I do think that setup is wasting kernel cpu cycles but that's a somewhat orthagonal
discussion :)
> >
> > Setting the child quota/period only makes sense when setting it smaller than
> > the parent.
>
> As mentioned above, in the use case of kublet, it's much easier to always
> set the child quota/period, than to only set it when it is different
> (i.e. smaller)
> than the parent.
>
> >
> > Also, in order to hit this problem you need to have many hundreds of children, in
> > my experience.
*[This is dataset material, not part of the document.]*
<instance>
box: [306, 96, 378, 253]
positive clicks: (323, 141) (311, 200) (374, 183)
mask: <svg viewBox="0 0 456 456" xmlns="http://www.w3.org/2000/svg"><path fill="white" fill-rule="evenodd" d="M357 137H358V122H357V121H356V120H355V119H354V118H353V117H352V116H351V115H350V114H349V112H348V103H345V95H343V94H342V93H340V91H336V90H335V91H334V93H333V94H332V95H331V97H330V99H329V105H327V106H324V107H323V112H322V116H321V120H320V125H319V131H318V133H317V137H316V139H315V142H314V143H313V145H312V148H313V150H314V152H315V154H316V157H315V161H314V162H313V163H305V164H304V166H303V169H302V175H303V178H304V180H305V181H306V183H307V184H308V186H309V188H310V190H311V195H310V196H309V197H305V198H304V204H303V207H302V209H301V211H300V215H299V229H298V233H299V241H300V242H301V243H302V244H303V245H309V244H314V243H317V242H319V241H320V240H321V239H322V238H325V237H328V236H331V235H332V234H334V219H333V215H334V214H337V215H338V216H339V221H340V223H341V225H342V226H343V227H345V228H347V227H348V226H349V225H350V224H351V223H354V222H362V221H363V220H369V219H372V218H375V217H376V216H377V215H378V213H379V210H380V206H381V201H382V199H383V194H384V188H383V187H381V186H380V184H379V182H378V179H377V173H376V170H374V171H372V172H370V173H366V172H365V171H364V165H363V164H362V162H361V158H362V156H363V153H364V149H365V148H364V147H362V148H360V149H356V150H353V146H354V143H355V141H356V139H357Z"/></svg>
In that case it makes even less sense to write the same quota/preiod
> > as the parent into each of the children.
>
> Here is a problematic scenario:
> The parent cgroup have 1000 children with a small quota/period, and after a
> few minutes, kubelet wants to add one additional child with the same
> quota/period.
> This bug could prevent kubelet from setting that one additional child
> successfully.
>
>
> Thanks a lot for taking time reviewing and responding the patch Phil!
> Really appreciate it.
>
Sure thing. Thanks for tracking it down. I'll try to test this on my original
reproducer when I have a chance. I don't foresee any issues though, so for now:
Acked-by: Phil Auld <pauld@xxxxxxxxxx>
Cheers,
Phil
> Best regards,
> Xuewei
>
> >
> > Or there is something else causing the timer to take too long to run...
> >
> >
> > I agree that if we are taking > 1/2s to run do_sched_cfs_period_timer() it may
> > not matter, as I said above.
> >
> >
> > Cheers,
> > Phil
> >
> > >
> > > Best regards,
> > > Xuewei
> > >
> > > >
> > > >
> > > > Cheers,
> > > > Phil
> > > >
> > > > > + cfs_b->period = ns_to_ktime(new);
> > > > > + cfs_b->quota *= 2;
> > > > > +
> > > > > + pr_warn_ratelimited(
> > > > > + "cfs_period_timer[cpu%d]: period too short, scaling up (new cfs_period_us = %lld, cfs_quota_us = %lld)\n",
> > > > > + smp_processor_id(),
> > > > > + div_u64(new, NSEC_PER_USEC),
> > > > > + div_u64(cfs_b->quota, NSEC_PER_USEC));
> > > > > + } else {
> > > > > + pr_warn_ratelimited(
> > > > > + "cfs_period_timer[cpu%d]: period too short, but cannot scale up without losing precision (cfs_period_us = %lld, cfs_quota_us = %lld)\n",
> > > > > + smp_processor_id(),
> > > > > + div_u64(old, NSEC_PER_USEC),
> > > > > + div_u64(cfs_b->quota, NSEC_PER_USEC));
> > > > > + }
> > > > >
> > > > > /* reset count so we don't come right back in here */
> > > > > count = 0;
> > > > > --
> > > > > 2.23.0.581.g78d2f28ef7-goog
> > > > >
> > > >
> > > > --
> >
> > --
--